Шрифт:
Интервал:
Закладка:
– Зачем вы пришли? – процедила я сквозь зубы.
– Как я мог не прийти?
Это звучало утверждением, а не вопросом. Жозеф придвинулся ближе, почти вплотную ко мне, и я ощутила исходящий от него запах перегара, увидела, как хмурятся его брови, жесткие и колючие. Он привык напускать на себя растерянность, словно заблудившийся ребенок.
Жозеф протянул руку к моему лицу, уткнулся носом мне в шею и долго, требовательно вбирал в себя мой запах. Я вспомнила, что душилась лавандовым одеколоном, который он подарил мне на день рождения несколько лет назад. Если отвлечься от запаха спиртного, его прикосновения в тот момент не были мне неприятны, и это возмущало меня куда больше, чем то, что происходило между нами.
Лишь оторвавшись от моей шеи, Жозеф поцеловал меня по-настоящему. Сперва его губы дрогнули на моих губах, совсем как тогда, у дровяного сарая. Затем он начал распаляться, схватил меня за руки и потянул к постели. Ноги у меня будто налились свинцом, носки туфель заскребли по полу, а он продолжал тащить.
Я понимала, что должна воспротивиться, иначе Жозеф сочтет, что я безотказна и сама хочу этого так же сильно, как он. Я принялась мысленно подбирать нужные слова, но язык меня почти не слушался.
– Вы… лишились рассудка, – выдавила я. – Мне страшно!

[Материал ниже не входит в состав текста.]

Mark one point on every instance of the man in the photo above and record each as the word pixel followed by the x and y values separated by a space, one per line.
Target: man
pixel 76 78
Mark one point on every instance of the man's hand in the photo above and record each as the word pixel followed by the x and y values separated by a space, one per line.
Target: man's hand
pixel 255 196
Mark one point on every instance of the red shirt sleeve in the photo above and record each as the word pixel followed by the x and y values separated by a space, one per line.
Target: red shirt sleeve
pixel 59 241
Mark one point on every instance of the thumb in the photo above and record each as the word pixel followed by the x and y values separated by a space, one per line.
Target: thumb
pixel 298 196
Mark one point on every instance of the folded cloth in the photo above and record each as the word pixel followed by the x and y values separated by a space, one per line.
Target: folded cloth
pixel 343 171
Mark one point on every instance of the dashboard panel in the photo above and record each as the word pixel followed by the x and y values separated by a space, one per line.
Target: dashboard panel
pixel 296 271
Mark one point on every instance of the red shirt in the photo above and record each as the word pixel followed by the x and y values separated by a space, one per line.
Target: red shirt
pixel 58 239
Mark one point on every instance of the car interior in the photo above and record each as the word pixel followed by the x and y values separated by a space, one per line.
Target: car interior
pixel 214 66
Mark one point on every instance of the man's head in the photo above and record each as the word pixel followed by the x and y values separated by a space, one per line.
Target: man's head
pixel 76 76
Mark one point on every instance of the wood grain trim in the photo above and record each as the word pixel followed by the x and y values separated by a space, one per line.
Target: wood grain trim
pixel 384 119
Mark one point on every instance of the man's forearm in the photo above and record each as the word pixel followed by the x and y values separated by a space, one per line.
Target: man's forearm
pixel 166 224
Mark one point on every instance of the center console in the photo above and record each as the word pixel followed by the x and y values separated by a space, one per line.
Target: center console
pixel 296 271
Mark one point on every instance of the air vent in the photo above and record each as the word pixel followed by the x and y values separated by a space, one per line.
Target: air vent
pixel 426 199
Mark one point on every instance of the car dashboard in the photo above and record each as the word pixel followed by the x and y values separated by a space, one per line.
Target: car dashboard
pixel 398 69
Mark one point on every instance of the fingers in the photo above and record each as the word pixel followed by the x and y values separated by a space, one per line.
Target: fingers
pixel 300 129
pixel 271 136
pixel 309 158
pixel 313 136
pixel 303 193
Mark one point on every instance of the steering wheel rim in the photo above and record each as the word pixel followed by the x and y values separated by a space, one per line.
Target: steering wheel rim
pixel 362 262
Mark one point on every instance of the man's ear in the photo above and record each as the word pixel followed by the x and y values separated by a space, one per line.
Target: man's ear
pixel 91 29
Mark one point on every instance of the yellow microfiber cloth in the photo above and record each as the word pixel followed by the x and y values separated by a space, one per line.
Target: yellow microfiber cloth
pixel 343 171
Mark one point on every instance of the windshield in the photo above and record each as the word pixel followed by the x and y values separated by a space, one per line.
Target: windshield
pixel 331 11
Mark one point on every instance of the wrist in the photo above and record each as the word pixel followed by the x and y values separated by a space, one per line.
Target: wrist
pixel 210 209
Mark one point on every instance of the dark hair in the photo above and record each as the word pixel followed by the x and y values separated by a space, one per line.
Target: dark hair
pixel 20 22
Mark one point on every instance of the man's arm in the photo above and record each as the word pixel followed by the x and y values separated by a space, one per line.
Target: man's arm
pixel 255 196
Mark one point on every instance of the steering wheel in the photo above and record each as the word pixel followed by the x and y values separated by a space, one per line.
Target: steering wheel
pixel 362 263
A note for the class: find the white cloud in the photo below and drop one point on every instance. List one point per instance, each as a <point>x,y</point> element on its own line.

Но Жозеф только улыбнулся – такой улыбки я никогда раньше у него не видела.
– Страшно? Думаю, нам обоим страшно.
По-видимому, он расслышал только вторую часть моей реплики и неверно истолковал смысл сказанного мной. И тогда я поняла, что уже слишком поздно. Он упал на кровать, увлекая за собой и меня.
Беспомощно нависнув над ним, я почувствовала, что из волос у меня вылезают шпильки, и попыталась удержать их. Но это зрелище только сильнее распалило его, и он впился пальцами в мои плечи, так что я не могла шевельнуться.
– Точно шатер, – произнес он, когда мои волосы рассыпались по плечам, образуя сплошную завесу по обе стороны его головы. – Как же я этого хотел!
Он торопливо повалил меня на спину, а сам очутился сверху. Его руки елозили по моему телу с настойчивостью, от которой ему самому было не по себе. Вероятно, Жозеф, по крайней мере в глубине души, понимал, что поступает неправильно, но ничего не сказал и не остановился.
Между покрывалом и моим предплечьем оказался зажат глянцевитый, прохладный цветок незабудки. И я уже тогда заподозрила, что перед уходом Жозеф поднимет ее с матраса и унесет с собой, так что в итоге она окажется среди других вещей, украденных им у меня. Шпилек, которые я обронила на лужайке в свое первое утро на фабрике. Чепца, который упал у меня с головы во время игры в жмурки. Расчески, которая исчезла после того, как Софи сообщила мне, что Жозеф побывал у нас в спальне. Пуговицы от кофты, которая оторвалась, когда он пьяный шатался возле нашего дома и мне пришлось тащить его к дороге. И, наконец, пера, которое он, видимо, похитил из моей корзины, когда я переезжала в башню. Все эти незначительные мелочи принадлежали когда‑то мне и пропадали одна за другой.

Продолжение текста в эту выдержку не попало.